Stages on Life's Way (1845) and Concluding Unscientific Postscript (1846) can both be regarded as a summing up and taking stock of the previous works. In Stages on Life's Way, many of the characters already encountered in earlier works reappear. The work falls into three unequal sections. Part 1, "In vino veritas," takes the form of a dinner party modeled after Plato's symposium, at which the five diners hold speeches on "erotic love or the relation between man and woman."29 In part 2, we renew our acquaintance with Judge William, who once again is concerned to defend the institution of marriage, although now he is more ready to acknowledge the possibility of religiously justified exceptions to the duty of marriage. Perhaps the most interesting part of the book from the theological perspective, however, is part 3, which falls into two sections, namely, "Quidam's Diary" and Frater Taciturnus's psychological study of Quidam and his failed love-relationship. In the course of this study, religious themes emerge in the consideration of guilt and its role in the God-relationship. Whereas parts 1
and 2 of Stages on Life's Way map roughly onto the aesthetic writings of Either/ Or I and onto Judge William's two letters of Either/Or II, respectively, the final section of Stages seems to be an extension and deepening of themes touched upon in the "Ultimatum" with which Either/Or closes.
Concluding Unscientific Postscript to the Philosophical Fragments is, as its name indicates, a sequel to Philosophical Fragments, albeit one which far outstrips in length the work to which it is allegedly only an addendum. It is the nearest Kierkegaard comes to a "systematic" presentation of his thought. Many of the themes of the earlier works are taken up and presented in the broader context of Johannes Climacus's question: how do I become a Christian?
It is in this context that Kierkegaard introduces his famous, or perhaps infamous, thesis that "truth is subjectivity." Of all aspects of Kierkegaard's thought, this is probably the most controversial and arguably the most misunderstood. Contrary to the claims of some commentators, Climacus is not claiming that we can invent the truth or that intensity of belief guarantees the validity of that belief. Climacus is concerned with ethical, religious, and existential truth. His point is that it is not sufficient to understand such truth merely intellectually; it is necessary that each of us embody it and bring it to expression in our own lives. The concept of subjectivity is developed in order to unfold the nature of being, or rather becoming, a self.
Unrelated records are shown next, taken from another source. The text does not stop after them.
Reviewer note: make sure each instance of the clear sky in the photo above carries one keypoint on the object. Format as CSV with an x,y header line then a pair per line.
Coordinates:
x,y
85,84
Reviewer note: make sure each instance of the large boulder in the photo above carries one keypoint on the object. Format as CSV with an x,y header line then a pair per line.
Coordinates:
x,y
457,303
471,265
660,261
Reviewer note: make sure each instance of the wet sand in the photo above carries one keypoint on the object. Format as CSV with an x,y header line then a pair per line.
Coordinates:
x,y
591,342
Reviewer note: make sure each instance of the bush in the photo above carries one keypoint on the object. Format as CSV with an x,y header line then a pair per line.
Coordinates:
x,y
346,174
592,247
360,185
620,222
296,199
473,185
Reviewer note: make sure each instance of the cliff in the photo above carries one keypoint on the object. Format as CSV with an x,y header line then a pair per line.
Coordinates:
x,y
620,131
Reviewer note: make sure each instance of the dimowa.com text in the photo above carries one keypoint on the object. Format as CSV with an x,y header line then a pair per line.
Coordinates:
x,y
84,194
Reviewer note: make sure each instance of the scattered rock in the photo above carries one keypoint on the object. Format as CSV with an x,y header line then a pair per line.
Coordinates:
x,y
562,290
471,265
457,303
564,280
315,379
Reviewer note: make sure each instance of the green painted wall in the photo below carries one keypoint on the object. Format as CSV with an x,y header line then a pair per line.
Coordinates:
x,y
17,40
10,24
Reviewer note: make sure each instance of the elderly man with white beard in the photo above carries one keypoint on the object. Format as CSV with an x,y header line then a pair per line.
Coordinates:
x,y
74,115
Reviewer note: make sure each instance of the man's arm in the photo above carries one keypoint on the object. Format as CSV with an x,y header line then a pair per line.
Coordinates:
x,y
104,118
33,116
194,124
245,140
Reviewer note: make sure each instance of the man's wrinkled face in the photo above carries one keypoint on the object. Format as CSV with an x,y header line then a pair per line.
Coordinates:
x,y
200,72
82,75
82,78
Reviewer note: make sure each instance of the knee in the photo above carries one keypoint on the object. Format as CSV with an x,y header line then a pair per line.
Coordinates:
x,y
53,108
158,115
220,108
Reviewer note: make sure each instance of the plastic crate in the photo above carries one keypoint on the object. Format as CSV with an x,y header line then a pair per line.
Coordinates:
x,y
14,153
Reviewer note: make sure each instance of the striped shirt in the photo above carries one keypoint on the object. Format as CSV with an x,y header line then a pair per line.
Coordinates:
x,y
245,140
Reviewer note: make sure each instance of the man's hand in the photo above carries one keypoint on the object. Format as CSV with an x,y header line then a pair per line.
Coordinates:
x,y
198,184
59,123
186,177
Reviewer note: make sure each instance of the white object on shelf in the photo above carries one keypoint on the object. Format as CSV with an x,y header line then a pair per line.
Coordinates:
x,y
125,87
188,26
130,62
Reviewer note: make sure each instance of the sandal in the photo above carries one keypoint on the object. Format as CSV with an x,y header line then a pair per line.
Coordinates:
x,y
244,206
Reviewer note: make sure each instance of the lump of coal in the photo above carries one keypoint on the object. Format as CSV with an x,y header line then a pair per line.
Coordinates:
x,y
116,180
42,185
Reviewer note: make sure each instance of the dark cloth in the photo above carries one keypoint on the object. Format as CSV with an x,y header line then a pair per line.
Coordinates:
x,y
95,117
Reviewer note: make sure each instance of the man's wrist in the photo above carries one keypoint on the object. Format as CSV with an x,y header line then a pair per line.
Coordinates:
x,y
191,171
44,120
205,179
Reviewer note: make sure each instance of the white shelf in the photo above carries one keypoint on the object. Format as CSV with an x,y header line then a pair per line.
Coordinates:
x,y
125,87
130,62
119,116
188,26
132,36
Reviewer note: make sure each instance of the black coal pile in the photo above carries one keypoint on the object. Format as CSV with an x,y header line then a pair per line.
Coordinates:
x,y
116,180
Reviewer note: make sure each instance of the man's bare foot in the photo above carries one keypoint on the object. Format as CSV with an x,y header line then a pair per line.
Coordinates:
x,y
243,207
As such it is closely connected with Climacus's concept of "existence," a term which he employs in a specialized sense to refer not to simple facticity such as stones and plants possess but to a qualitative type of existence distinctive to the human being. This qualitative type of existence arises from the contradictory nature of the human being as an infinite and eternal self situated within the finite and the temporal. This contradiction presents the human being with the task of becoming a self within the temporal and finite structures of history. Subjectivity plays an important role in this because it is the means by which the self appropriates, actualizes, and embodies what it conceives to be the truth or life-view according to which it is called upon to organize itself. Human existence is not static, nor does it possess a fixed essence; it is a task arising out of the eternal self being situated within finite and temporal existence.
Climacus explores the task of becoming a self by means of his theory of the spheres of existence, which also provides a framework for the interpretation of the earlier pseudonymous works. In the Postscript, he lists four existence-spheres open to the human being, namely, the aesthetic and the ethical spheres, and religiousness A and B. The difference between the various existence-spheres is determined by the way in which they resolve the contradiction of human existence, namely, that of being an infinite and eternal self situated within the finite and the temporal.
The aesthete externalizes the existential contradiction. As Climacus puts it, "Immediacy, the esthetic, finds no contradiction in existing; to exist is one thing, contradiction is something else that comes from without."30 The aesthetic individual thus exists in what Climacus calls "the esthetic dialectic between fortune and misfortune"31 and is undialectical in him or herself.32 For the aesthete, eternity is a never-ending succession of "nows," each one of which offers the possibility of enjoyment, before passing away to be replaced by the next pleasurable moment. Time is fragmented, for the past and the future are dissolved into the present moment, the consequence of which is that the aesthetic self is also fragmented among the myriad and disparate pleasures offered by the moment.
The ethico-religious individual, on the other hand, is the individual who has become conscious of and acts upon the existential contradiction of being an eternal and infinite self situated in temporal and finite existence. Time takes on a new quality. It is no longer a never-ending flux but is a time of decision. The moment is consolidated in the decision. As such, it is not past but is remembered and repeated in the present and future. With decision, then, the past and the future are posited. The individual chooses him or herself not once, but repeatedly, a choice which manifests itself in commitment, resolution, and constancy. Thus love is not dissolved in a flux of erotic moments, but is consolidated in marriage. Thereby past, present, and future are unified and the human being acquires a coherent self. The aesthetic conception of eternity as an infinity of transitory experiences is replaced with the eternity of ethical resolution.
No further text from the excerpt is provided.